Dan Aykroyd, l’interprète de Ray Stantz, est à l’origine de cette incroyable saga. Référence de la comédie, pilier de l’émission Saturday Night Live avec son ami John Belushi, il sollicite très vite ce dernier pour participer à l’écriture d’un long métrage consacré à des chasseurs de fantômes. Un sujet lui tenant à cœur puisqu’il s’intéresse depuis son enfance au surnaturel. Ayant déjà travaillé ensemble sur un autre mythe, les Blues Brothers, le duo part dans plusieurs directions et imagine faire voyager les personnages aussi bien dans l’espace que dans le temps. Après la disparition de John Belushi, Dan Aykroyd poursuit seul l’écriture de l’histoire.
Si le sujet plaît à Ivan Reitman, le réalisateur n’est pas enthousiaste à l’idée d’une intrigue se déroulant dans l’espace et préfère situer celle-ci à New York. A l’époque, la ville est endettée, en proie à la violence et n’a rien à voir avec son prestige d’aujourd’hui. Mais Dan Aykroyd se laisse convaincre par cette idée et travaille de nouveau son histoire avec Harold Ramis, une autre figure de la comédie prenant lui aussi un rôle dans le film en interprétant le génial et fantasque scientifique Egon Spengler.
Le casting commence à se mettre en place. L’équipe de chasseurs de fantômes est complétée avec les arrivées de l’électron libre Bill Murray pour camper Peter Venkman et d’Ernie Hudson pour Winston Zeddemore. Très en vogue dans les années 1980, le comédien Rick Moranis, dont la notoriété explose quelques années plus tard pour son rôle dans Chérie, j’ai rétréci les gosses, rejoint l’équipe pour devenir le comptable Louis Tully tandis que la star d’Alien, Sigourney Weaver, interprète Dana Barrett.
L’histoire est en marche. Il reste un problème à régler. Car si Ghostbusters est mondialement connu aujourd’hui, le fait que le film soit intitulé ainsi n’a rien d’une évidence puisque les droits sur ce nom appartiennent à une vieille série TV. Alors que les négociations sont en cours, le tournage débute et les scènes sont alors captées deux fois. Une première en utilisant l’intitulé Ghostbusters puis une seconde avec Ghostbreakers. Mais cela devient un véritable casse-tête qu’Ivan Reitman se résout à solutionner en prenant le risque d’opter pour Ghostbusters.
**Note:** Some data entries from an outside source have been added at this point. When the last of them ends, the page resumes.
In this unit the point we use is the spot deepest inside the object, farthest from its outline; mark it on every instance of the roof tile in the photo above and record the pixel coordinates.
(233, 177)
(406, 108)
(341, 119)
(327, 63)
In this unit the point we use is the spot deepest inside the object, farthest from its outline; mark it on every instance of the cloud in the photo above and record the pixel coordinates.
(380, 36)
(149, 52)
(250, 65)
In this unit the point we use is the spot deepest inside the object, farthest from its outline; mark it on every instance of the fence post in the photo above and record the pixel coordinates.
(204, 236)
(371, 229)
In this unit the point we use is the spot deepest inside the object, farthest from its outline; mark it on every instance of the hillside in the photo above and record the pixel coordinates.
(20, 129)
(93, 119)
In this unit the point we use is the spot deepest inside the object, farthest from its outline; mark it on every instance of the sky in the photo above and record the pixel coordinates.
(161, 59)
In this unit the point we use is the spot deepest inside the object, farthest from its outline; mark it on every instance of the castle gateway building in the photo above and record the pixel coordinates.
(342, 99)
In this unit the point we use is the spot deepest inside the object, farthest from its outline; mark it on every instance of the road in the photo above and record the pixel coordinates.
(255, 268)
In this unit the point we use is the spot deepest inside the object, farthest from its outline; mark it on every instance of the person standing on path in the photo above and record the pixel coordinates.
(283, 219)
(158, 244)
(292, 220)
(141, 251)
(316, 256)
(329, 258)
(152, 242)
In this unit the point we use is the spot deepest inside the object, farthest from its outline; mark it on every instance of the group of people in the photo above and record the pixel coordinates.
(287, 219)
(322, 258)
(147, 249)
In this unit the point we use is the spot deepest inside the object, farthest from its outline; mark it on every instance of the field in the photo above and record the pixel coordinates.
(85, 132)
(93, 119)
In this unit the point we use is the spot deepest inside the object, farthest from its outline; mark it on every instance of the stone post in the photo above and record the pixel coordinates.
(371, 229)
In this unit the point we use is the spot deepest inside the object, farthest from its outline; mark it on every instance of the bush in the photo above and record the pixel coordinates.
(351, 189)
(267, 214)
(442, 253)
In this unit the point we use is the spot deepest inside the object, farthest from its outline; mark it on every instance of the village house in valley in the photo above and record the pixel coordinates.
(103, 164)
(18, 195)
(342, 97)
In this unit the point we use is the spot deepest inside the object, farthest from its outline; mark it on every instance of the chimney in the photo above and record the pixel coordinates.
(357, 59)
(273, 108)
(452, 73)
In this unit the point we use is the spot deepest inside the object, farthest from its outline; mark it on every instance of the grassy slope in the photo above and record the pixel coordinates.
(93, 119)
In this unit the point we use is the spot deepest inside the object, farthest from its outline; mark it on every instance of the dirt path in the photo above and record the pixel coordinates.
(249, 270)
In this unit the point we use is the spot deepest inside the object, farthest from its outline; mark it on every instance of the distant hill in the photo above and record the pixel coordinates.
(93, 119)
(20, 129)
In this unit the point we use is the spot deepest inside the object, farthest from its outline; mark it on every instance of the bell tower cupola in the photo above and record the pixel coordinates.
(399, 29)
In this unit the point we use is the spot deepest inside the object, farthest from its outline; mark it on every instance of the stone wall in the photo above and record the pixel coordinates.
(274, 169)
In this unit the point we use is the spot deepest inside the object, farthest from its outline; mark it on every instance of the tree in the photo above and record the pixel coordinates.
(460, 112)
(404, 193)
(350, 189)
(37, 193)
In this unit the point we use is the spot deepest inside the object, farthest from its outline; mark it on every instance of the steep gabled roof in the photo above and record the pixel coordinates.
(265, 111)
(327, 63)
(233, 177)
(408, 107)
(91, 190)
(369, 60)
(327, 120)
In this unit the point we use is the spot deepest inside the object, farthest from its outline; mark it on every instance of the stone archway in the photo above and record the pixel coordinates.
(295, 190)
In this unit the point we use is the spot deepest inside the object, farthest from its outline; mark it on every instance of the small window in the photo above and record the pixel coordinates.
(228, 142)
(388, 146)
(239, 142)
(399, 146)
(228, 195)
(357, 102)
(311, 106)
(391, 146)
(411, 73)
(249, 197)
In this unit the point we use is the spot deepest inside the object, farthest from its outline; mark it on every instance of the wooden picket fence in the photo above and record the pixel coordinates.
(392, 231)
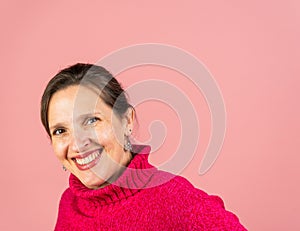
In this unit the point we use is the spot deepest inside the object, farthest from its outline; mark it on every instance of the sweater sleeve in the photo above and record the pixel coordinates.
(210, 214)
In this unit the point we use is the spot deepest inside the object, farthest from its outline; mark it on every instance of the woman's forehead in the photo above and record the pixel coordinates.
(77, 101)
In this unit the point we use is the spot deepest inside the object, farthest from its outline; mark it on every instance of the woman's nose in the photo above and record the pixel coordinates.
(80, 141)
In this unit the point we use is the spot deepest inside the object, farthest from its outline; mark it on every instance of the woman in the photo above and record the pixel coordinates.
(112, 186)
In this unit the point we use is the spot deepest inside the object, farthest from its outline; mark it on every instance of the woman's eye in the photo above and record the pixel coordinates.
(58, 131)
(92, 120)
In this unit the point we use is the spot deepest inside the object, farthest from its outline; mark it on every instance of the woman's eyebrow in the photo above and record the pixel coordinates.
(57, 125)
(90, 114)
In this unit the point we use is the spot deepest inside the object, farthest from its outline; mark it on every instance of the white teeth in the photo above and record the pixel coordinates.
(88, 159)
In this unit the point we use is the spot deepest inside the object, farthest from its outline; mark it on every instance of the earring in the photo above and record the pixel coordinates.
(127, 146)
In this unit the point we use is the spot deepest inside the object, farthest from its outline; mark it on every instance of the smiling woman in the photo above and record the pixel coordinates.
(112, 185)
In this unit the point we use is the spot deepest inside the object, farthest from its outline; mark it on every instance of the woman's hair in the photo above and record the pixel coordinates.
(97, 77)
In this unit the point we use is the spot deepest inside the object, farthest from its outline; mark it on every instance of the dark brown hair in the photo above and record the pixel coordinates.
(91, 75)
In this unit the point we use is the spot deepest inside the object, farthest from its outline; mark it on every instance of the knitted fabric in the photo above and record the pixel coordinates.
(143, 198)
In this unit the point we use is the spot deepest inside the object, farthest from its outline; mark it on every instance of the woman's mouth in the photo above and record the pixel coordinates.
(88, 160)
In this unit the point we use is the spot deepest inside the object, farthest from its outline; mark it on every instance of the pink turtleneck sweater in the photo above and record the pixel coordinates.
(143, 198)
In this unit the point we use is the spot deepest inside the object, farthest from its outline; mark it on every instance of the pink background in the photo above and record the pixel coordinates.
(252, 50)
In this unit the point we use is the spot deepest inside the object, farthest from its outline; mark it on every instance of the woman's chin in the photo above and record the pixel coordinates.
(93, 182)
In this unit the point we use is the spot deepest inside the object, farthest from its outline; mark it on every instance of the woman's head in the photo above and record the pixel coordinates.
(89, 120)
(97, 77)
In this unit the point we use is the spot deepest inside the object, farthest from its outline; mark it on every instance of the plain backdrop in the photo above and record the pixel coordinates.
(250, 47)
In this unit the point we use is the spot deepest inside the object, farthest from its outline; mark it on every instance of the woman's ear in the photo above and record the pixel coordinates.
(129, 119)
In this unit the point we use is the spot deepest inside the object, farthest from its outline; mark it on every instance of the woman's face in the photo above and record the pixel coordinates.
(87, 137)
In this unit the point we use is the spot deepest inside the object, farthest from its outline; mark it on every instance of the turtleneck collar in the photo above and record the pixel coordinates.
(136, 177)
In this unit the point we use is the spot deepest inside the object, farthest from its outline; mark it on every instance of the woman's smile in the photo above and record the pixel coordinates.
(87, 136)
(88, 160)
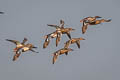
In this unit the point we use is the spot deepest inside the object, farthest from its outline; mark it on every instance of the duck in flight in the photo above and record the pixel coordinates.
(92, 21)
(72, 41)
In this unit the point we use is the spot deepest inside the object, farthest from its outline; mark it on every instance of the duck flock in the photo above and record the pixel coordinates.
(21, 47)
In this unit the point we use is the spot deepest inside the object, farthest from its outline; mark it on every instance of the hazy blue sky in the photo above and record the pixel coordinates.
(98, 58)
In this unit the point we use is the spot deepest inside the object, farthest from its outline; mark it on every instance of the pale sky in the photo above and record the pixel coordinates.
(97, 59)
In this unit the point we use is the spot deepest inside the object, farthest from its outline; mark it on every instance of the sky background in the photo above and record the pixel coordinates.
(97, 59)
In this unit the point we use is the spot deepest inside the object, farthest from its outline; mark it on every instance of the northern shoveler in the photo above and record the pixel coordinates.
(61, 29)
(72, 41)
(92, 22)
(16, 55)
(18, 44)
(60, 52)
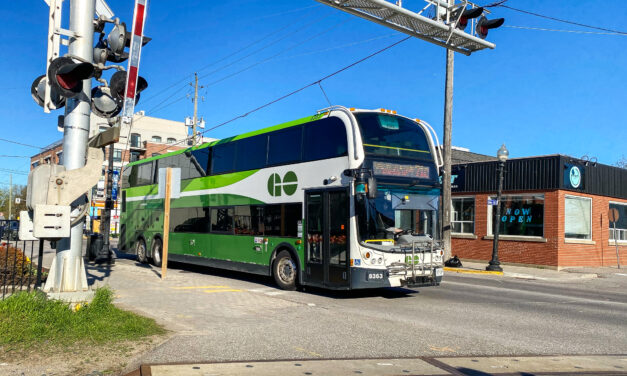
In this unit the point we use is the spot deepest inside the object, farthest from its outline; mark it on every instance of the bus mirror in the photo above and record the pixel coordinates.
(372, 187)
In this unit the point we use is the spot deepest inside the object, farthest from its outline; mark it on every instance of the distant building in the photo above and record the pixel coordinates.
(147, 137)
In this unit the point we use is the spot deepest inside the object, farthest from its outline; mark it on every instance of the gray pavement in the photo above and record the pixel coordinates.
(219, 316)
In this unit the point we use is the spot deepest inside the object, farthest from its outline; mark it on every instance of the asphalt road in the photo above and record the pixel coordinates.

Ce n’est que des semaines plus tard que les studios finissent par acquérir définitivement les droits après plusieurs rebondissements.
Le quartier général, un site à part
Tout aussi célèbre que la légendaire voiture Ecto-1, une Cadillac Miller-Meteor Futura de 1959 utilisée auparavant comme ambulance et transformée en voiture devenue mythique par les décorateurs du film, la caserne où les chasseurs de fantômes établissent leur quartier général est devenue un monument de la pop culture. Connaissant bien le district de Tribeca, au sud-ouest de Manhattan, où elle se situe et où il a lui-même vécu, Dan Aykroyd est à l’origine de son choix.

L’acteur a toujours aimé la forme de ce bâtiment du 14 North Moore Street, construit en 1903 pour accueillir la compagnie de pompiers Hook & Ladder Company 8 dont les précédents locaux devenaient inadaptés. À l’époque, l’immeuble est novateur puisqu’il s’agit de la première caserne de style Beaux-Arts construite par Alexander H. Stevens, le surintendant des bâtiments de New York. Elle comportait à l’origine deux portes pour les véhicules mais elle a été réduite de moitié en 1912 à la suite de l’élargissement de Varick Street. L’endroit est séduisant, même si lors de sa découverte, Egon Spengler a un avis totalement opposé :
« La ville devrait démolir ce truc pour insalubrité. Il y a un haut degré de vétusté, toute la charpente va s’effondrer, l’électricité n’est pas aux normes et est complètement insuffisante pour nos besoins en énergie. Quant au quartier, disons-le carrément, c’est la zone », lâche-t-il, un brin médusé avant que Raymond Stantz ne descende par la barre des pompiers, enthousiaste, lançant : « Whoa. Cet appart’ est géant. Quand est-ce qu’on emménage ? »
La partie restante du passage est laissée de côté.